A method according to claim 26, comprising the following steps, if the input sequence bits (φ ') are limited to the decoder core (21) input parameter encoding bits and a portion by less of the energy level coding bits associated with the higher frequency bands: - extracting from the input sequence the coding bits of the input parameters of the decoder core and that part of the energy level coding bits; synthesize a base signal (S ') in the decoder core and recover energy levels associated with the higher frequency bands on the base of the extracted coding bits; - calculate a spectrum of the base signal; - affect an energy level for each band above which an uncoded energy level in the input sequence is associated; - synthesize spectral components for each higher frequency range from the corresponding energy level and the base signal spectrum in at least one band of that spectrum; - apply a transformation to the time domain in the synthesized spectral components to obtain a base signal correction signal; and adding the base signal and correction signal to synthesize the signal frame.

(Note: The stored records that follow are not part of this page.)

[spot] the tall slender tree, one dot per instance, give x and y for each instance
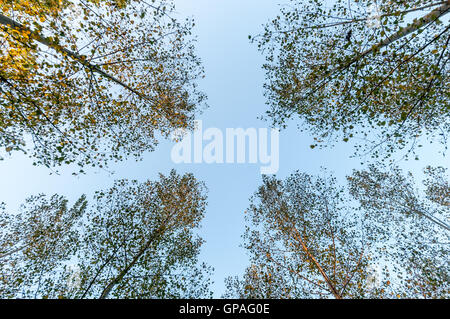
(374, 72)
(91, 81)
(138, 241)
(310, 238)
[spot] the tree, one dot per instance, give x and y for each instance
(36, 242)
(303, 242)
(413, 225)
(374, 72)
(310, 238)
(138, 241)
(91, 81)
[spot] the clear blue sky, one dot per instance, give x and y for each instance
(233, 84)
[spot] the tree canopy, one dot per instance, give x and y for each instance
(91, 81)
(377, 238)
(137, 241)
(375, 72)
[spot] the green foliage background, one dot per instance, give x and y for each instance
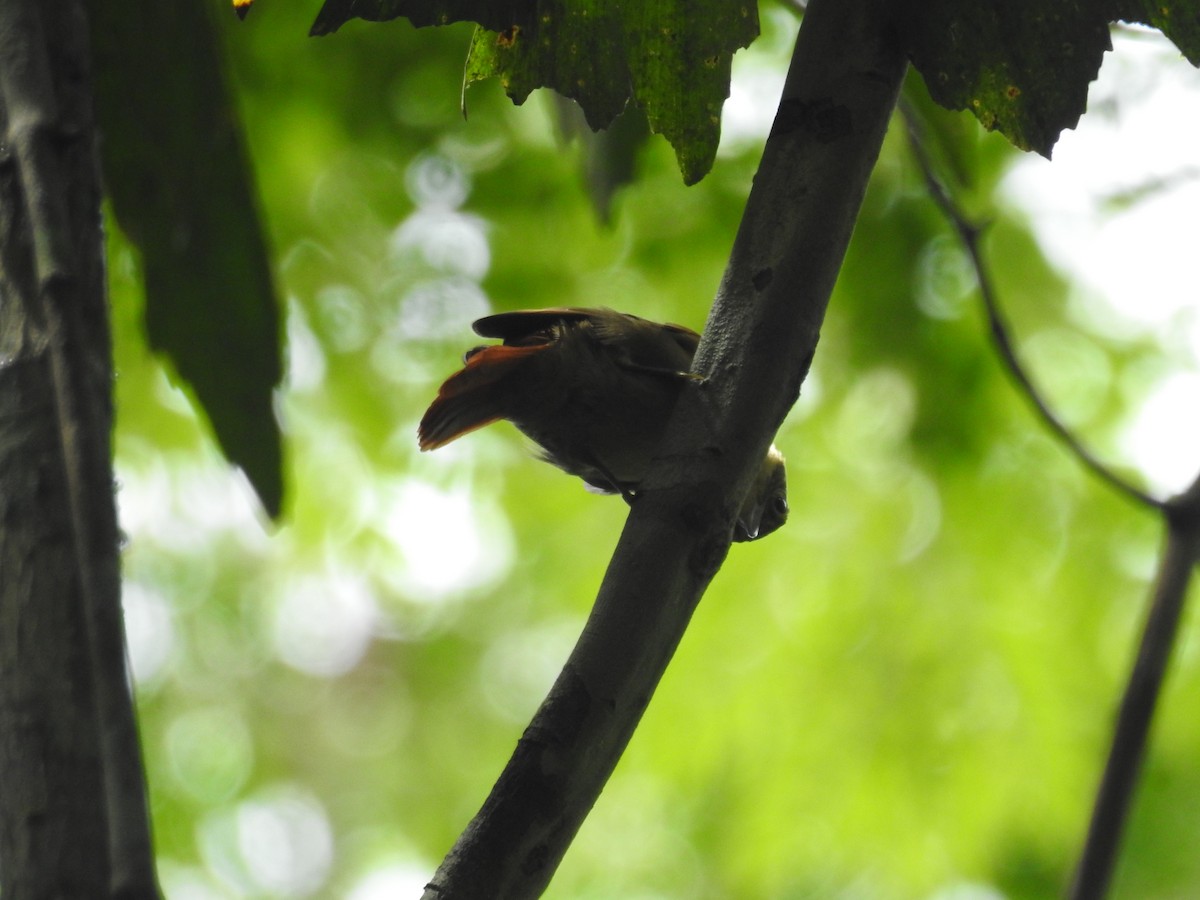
(905, 693)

The method according to claim 27, wherein the affected energy level in a band greater than one associated with an uncoded energy level in the input sequence is a fraction of a perceptual concealment level calculated from the signal spectrum. base and the energy levels recovered on the basis of the extracted coding bits.

A method according to any one of claims 24 to 28, wherein a base signal (S1) is synthesized in the decoder core, and wherein the first subset further comprises energy levels of a difference signal between the signal to be synthesized and the base signal associated with frequency bands included in the operating band of the encoder core.

A method according to any one of claims 25, 26 and 29, wherein, for NO <N '<Nmax, the unselected parameters of the second subset for frequency spectral components are estimated with the aid of a calculated spectrum of the base signal and / or selected parameters retrieved on the basis of these extracted coding bits.

A method according to claim 30, wherein the unselected parameters of the second subset in a frequency range are estimated with the aid of a spectral proximity of that band, determined on the basis of the sequence coding bits. input.

The method of claim 22 and any one of claims 25 to 31, wherein the encoding bits of the decoder core (21) input parameters are extracted from the bits received at positions of the sequence which precede the positions from which the energy level coding bits associated with the frequency bands are extracted,

A method according to any one of claims 16 to 32, wherein the number varia 'varies from one frame to another.

A method according to any one of claims 16 to 33, wherein the NO number varies from one frame to another.

Audio encoder, comprising numerical signal processing means adapted to apply a decoding process as defined in any one of claims 1 to 15.

An audio decoder comprising numerical signal processing means adapted to apply an encoding process as defined in any one of claims 16 to 34.